Je la rencontre à chaque instant dans les rues ou sur les promenades, au bras de son mari, marchant tous deux très vite, à grandes enjambées, comme de tout jeunes gens pressés : — lui, le nez au vent, manquant tout à fait de tenue, — elle, grande, élancée, extraordinairement maigre, pâle, les traits toujours tirés, la bouche imperceptiblement de travers en somme, une femme étrange, mais distinguée, dans ses toilettes de coupe gothique qui, exagérant sa maigreur, la font ressembler vaguement à quelque châtelaine moyen âge. On ne lui donnerait que vingt ans.
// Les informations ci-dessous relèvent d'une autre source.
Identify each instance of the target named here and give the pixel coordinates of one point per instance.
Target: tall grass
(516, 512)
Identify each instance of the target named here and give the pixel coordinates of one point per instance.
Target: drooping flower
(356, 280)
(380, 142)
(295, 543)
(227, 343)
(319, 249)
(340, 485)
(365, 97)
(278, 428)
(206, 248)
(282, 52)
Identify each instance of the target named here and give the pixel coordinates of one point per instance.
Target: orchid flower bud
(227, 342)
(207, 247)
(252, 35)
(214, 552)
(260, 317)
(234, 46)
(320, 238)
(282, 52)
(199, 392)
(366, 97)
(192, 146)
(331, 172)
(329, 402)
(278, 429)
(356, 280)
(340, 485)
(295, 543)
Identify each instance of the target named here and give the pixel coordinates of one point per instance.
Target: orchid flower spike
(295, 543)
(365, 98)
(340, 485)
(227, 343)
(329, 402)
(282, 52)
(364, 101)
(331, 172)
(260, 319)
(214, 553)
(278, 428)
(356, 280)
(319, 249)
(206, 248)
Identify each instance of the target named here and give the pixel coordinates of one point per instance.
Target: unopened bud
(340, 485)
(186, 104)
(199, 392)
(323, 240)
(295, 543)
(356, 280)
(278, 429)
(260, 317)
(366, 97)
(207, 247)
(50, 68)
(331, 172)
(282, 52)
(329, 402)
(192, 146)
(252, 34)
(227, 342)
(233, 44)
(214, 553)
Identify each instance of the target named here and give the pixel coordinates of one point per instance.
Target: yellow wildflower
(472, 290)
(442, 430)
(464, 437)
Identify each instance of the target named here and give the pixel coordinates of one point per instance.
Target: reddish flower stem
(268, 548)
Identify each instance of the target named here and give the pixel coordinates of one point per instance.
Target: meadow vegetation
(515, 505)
Mais Henri, son grand écervelé de fils, a déjà été refusé cinq fois au baccalauréat.

Parisienne, — dernière descendante d’une vieille famille qui a brillé sous les Croisades, — élevée dans le faubourg Saint-Germain, chez une vieille parente éloignée, chanoinesse.

Épousée, sans dot, par M. de Lancy, alors sans fortune : mariage d’amour ! — Quelques années d’amour et d’eau fraîche, à Paris, passées à solliciter en vain un consulat. — Puis, un beau jour, mort d’un oncle richissime, à X… Trois millions ! — Alors, au diable le consulat ! — Et ils sont arrivés un beau matin à X…, en grand deuil, et impatients de jouir de l’héritage.

Le deuil n’a pas été long. L’héritage dure encore.